ゲームじゃないゲームのゲームデザインを考える

ここ数年、日本での「どうぶつの森DS」の大ヒットのみならず、アメリカにおいても、「The Sims」シリーズをはじめとした、「俺はこれが嬉しい」とか「自己満足ですが何か?」みたいなゲームが増えてきた。

近い将来を見ても、前述のWill Wrightによる、ゲームプレイヤーが惑星に生息する動物や、都市を創作するというやたらと壮大な「Spore」が話題になっているし、Xbox360ですら「Viva Pinata」というどうぶつの森タイプのゲームが開発されている。 2009年7月7日削除。ぜんぜんそんなゲームじゃない。

こうなった経緯をてけとーにまとめると、ハードの進化によって、美しいグラフィックや物理シミュレートをはじめとした表現力が向上し、スコアやパラメータによるご褒美がなくてもユーザーが満足する経験を提供できるようになった、とでも言えるかと思う。ああ、ある意味FFとかも同じ括りかも。乱暴すぎ?

で、そのような流れがハードの進化によってある程度生まれているとし、またユーザーも新しいタイプの経験を求めているとすると、今後、「おもちゃ」タイプのゲームのリリースは増えることはあっても、すぐに無くなることはないと思われる。前述の「Viva Pinata」のゲームアイデアが、ゲームらしいゲームをガンガンに作ってきたレア社の持ち込みだということも付け加えておく。

僕のまわりでは、Will Wright氏が自ら開発した「Sim City」を指して「おもちゃ」と呼んだのにならって、ゲーム内に絶対的な評価がなく、また明確な目標がない、これらのゲームを、厳密な意味での「ゲーム」と区別することが多い。

他の職場はどうだかわからないが、僕の身の回りでは、「おもちゃ」タイプのゲームのアイデアは、蔑まされることが多かった。なぜかといえば、そのようなゲームはともすれば、ただの素人の妄想で終わってしまうからだ。

「いやー、生物を創造すると、進化して街とか作るんですよー」

「馬鹿か、おめえ」

こんな感じ。
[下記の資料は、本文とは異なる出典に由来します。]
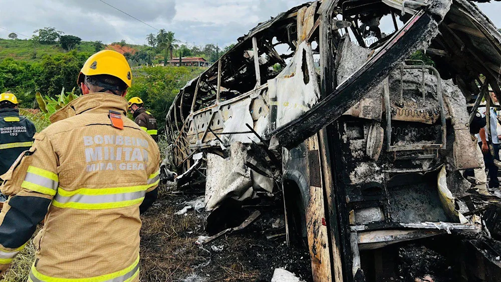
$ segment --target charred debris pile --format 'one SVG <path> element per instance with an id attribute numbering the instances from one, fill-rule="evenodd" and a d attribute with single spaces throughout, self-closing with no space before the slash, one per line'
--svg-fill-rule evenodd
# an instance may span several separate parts
<path id="1" fill-rule="evenodd" d="M 181 90 L 164 166 L 204 187 L 213 233 L 283 203 L 315 281 L 501 280 L 499 198 L 462 176 L 482 161 L 472 113 L 499 107 L 500 43 L 466 0 L 305 3 Z"/>

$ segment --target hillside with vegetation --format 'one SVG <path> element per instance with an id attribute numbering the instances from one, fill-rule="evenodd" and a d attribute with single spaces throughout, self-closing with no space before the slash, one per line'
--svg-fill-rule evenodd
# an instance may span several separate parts
<path id="1" fill-rule="evenodd" d="M 9 39 L 0 39 L 0 93 L 15 93 L 21 107 L 26 109 L 40 108 L 37 92 L 47 99 L 57 100 L 63 88 L 67 91 L 76 86 L 75 95 L 79 95 L 77 77 L 85 61 L 96 52 L 112 50 L 123 54 L 133 67 L 133 85 L 126 98 L 141 97 L 157 118 L 161 132 L 179 89 L 204 69 L 158 66 L 171 56 L 201 57 L 213 62 L 231 47 L 223 50 L 212 44 L 189 48 L 179 44 L 173 33 L 164 30 L 146 37 L 149 45 L 128 44 L 125 40 L 109 44 L 82 41 L 77 36 L 63 35 L 54 28 L 37 30 L 34 33 L 36 35 L 28 40 L 19 39 L 14 33 L 9 35 Z M 146 66 L 148 67 L 134 68 Z M 46 116 L 40 115 L 40 118 Z"/>

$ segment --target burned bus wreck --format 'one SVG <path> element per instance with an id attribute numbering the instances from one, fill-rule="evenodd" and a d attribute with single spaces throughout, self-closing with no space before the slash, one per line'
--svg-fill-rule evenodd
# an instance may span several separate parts
<path id="1" fill-rule="evenodd" d="M 462 175 L 500 43 L 466 0 L 306 3 L 181 90 L 164 164 L 209 210 L 283 195 L 315 281 L 500 281 L 497 198 Z"/>

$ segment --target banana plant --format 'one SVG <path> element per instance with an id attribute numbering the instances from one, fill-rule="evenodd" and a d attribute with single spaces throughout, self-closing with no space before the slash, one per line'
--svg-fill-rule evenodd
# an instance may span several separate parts
<path id="1" fill-rule="evenodd" d="M 39 107 L 48 120 L 51 115 L 78 98 L 78 96 L 75 94 L 75 88 L 74 87 L 71 92 L 66 92 L 65 94 L 64 87 L 63 87 L 61 94 L 56 96 L 56 99 L 48 95 L 46 95 L 44 98 L 40 92 L 37 92 L 35 96 Z"/>

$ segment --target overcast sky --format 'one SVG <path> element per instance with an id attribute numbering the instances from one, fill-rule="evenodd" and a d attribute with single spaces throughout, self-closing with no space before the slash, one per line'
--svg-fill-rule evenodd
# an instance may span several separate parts
<path id="1" fill-rule="evenodd" d="M 175 33 L 188 45 L 236 42 L 259 23 L 305 0 L 103 0 L 155 28 Z M 0 27 L 31 37 L 33 31 L 54 27 L 85 41 L 105 43 L 125 39 L 146 44 L 157 31 L 100 0 L 0 0 Z M 501 27 L 501 3 L 479 4 Z M 0 29 L 0 38 L 10 32 Z M 19 38 L 25 38 L 20 35 Z"/>

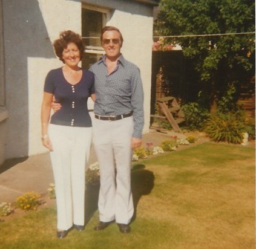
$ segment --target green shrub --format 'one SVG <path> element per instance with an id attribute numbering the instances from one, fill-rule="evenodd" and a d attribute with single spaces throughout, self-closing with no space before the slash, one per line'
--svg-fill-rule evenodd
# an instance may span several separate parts
<path id="1" fill-rule="evenodd" d="M 189 131 L 202 131 L 210 117 L 208 110 L 195 102 L 183 105 L 182 110 L 185 118 L 185 126 Z"/>
<path id="2" fill-rule="evenodd" d="M 176 150 L 178 146 L 176 138 L 171 138 L 162 141 L 160 147 L 163 149 L 164 151 Z"/>
<path id="3" fill-rule="evenodd" d="M 195 142 L 195 141 L 197 140 L 197 138 L 193 136 L 192 135 L 190 135 L 188 136 L 186 138 L 186 140 L 189 143 L 194 143 Z"/>
<path id="4" fill-rule="evenodd" d="M 245 119 L 245 132 L 248 134 L 249 140 L 255 139 L 255 118 L 246 118 Z"/>
<path id="5" fill-rule="evenodd" d="M 133 150 L 133 154 L 136 155 L 139 159 L 147 158 L 146 151 L 142 146 L 134 149 Z"/>
<path id="6" fill-rule="evenodd" d="M 241 111 L 212 115 L 205 125 L 205 132 L 212 141 L 241 143 L 242 134 L 246 132 L 245 115 Z"/>
<path id="7" fill-rule="evenodd" d="M 16 201 L 16 206 L 24 210 L 36 210 L 41 204 L 41 195 L 34 191 L 25 193 L 19 196 Z"/>

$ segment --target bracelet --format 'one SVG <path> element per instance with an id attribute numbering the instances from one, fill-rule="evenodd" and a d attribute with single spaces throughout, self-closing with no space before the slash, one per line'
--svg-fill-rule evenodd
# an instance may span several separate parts
<path id="1" fill-rule="evenodd" d="M 42 140 L 44 140 L 47 137 L 48 137 L 48 135 L 44 135 L 43 136 L 42 136 L 41 138 Z"/>

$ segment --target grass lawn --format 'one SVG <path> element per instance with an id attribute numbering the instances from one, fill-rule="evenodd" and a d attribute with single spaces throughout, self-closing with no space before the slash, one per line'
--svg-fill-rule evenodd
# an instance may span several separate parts
<path id="1" fill-rule="evenodd" d="M 134 166 L 136 216 L 128 234 L 113 224 L 56 237 L 56 208 L 0 222 L 1 248 L 255 248 L 255 148 L 205 143 Z"/>

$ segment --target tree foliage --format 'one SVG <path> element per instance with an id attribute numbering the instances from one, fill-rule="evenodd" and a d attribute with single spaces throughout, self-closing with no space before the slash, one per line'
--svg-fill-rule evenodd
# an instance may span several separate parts
<path id="1" fill-rule="evenodd" d="M 229 84 L 238 88 L 254 74 L 255 34 L 228 35 L 255 31 L 254 1 L 161 0 L 155 36 L 189 36 L 165 41 L 194 59 L 212 107 Z"/>

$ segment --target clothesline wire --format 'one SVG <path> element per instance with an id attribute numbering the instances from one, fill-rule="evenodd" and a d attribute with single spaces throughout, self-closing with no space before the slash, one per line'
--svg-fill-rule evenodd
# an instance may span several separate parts
<path id="1" fill-rule="evenodd" d="M 236 36 L 238 34 L 252 34 L 255 32 L 241 32 L 241 33 L 226 33 L 224 34 L 184 34 L 179 36 L 153 36 L 153 38 L 173 38 L 173 37 L 198 37 L 198 36 Z"/>
<path id="2" fill-rule="evenodd" d="M 177 36 L 153 36 L 153 38 L 174 38 L 174 37 L 199 37 L 199 36 L 236 36 L 239 34 L 255 34 L 255 32 L 241 32 L 241 33 L 226 33 L 224 34 L 184 34 L 184 35 L 177 35 Z M 99 39 L 99 37 L 88 37 L 82 36 L 83 39 Z"/>

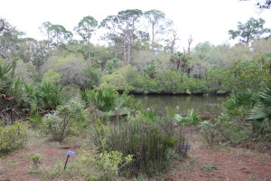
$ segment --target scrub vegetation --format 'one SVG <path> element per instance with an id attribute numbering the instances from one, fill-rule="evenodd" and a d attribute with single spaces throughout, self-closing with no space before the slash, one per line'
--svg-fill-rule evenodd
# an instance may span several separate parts
<path id="1" fill-rule="evenodd" d="M 271 160 L 271 31 L 264 24 L 238 23 L 229 31 L 239 38 L 233 46 L 192 48 L 190 37 L 180 52 L 173 22 L 159 10 L 128 9 L 102 22 L 85 16 L 73 33 L 44 22 L 42 41 L 0 19 L 0 180 L 271 179 L 264 159 L 245 177 L 223 165 L 228 157 L 239 167 L 234 157 L 248 149 Z M 91 43 L 101 30 L 107 46 Z M 206 119 L 194 110 L 145 110 L 135 93 L 228 98 Z M 65 149 L 75 151 L 67 169 Z"/>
しかしながら、これほどの潮流がある以上、ゲームじゃないゲームのゲームデザインを、まじめに考えないわけにもいくまいとも、思う。

ユーザーが個性を発揮できるデザインになっているのは前提として、ここ最近ヒットしたおもちゃ系のゲームで、自分が楽しかった要素を思い出すと、おぼろげながら共通項が浮かんでくる。それは、「他人に褒めてもらえる」という要素。

おもちゃ系のゲームは、ゲームが与える絶対的かつ客観的な評価よりも、自分なりの主観的な評価によって楽しむものだ。しかし、人間は寂しいもの。やはり、ただの自己満足でも、他人に評価してもらったほうが嬉しいし、目標にさえなりうる。例えそれが、「すごいねw」というフキダシだけだとしても。

この要素は、従来型のゲームにも当然あってもよい要素だが、ゲーム内のスコアやパラメータといった客観的な評価が存在するゲームにおいては、他人の主観的な評価というのはそのままでは価値が薄い。ゲームデザイン上、他人の評価がなんらかの得と関係していないと、結局、そのようなコミュニケートは廃れてしまうと思う。

というわけで、「ゲーム内での成果を他人に見てもらい、なんらかのフィードバックが与えられる」という要素が、これからのおもちゃ系ゲームにおいて、僕が欲しいデザイン。その意味でいうと「Spore」なんかは、自分が起こしたアクションに対するフィードバックを、どのように感じられるかが気になるポイントだ。

このデザインの一例として、このまえ体験版が公開された動物撮影ゲーム「Wild Life」に気になる機能が実装されている。一応説明すると、このゲームも古典的なゲームデザインを排除してある*1。つまり、このゲームにはスコアがない。うまいプレイによる見返りもない。自分なりの良い写真を撮って、雑誌に載って、アルバムを整理して、それだけのゲーム。そして、それが嬉しいゲーム。

このゲームにおける、他人に褒められることを促進するデザインで秀逸だと思ったのは、自分のとった写真が掲載された記事がhtmで生成されること。自分のHPに置くのも容易だし、メーカーがアップロード環境を用意して、コメント機能でもつければ完璧かもしれない。

……はっ!「Web2.0とかGame2.0とか知らんもんね。」「コミュニケート大嫌い」とか言ってたのに、いつの間にかそれっぽいことを語っているぅッッ!お・恐ろしい……、これがはてなの魔力か。用心せねば。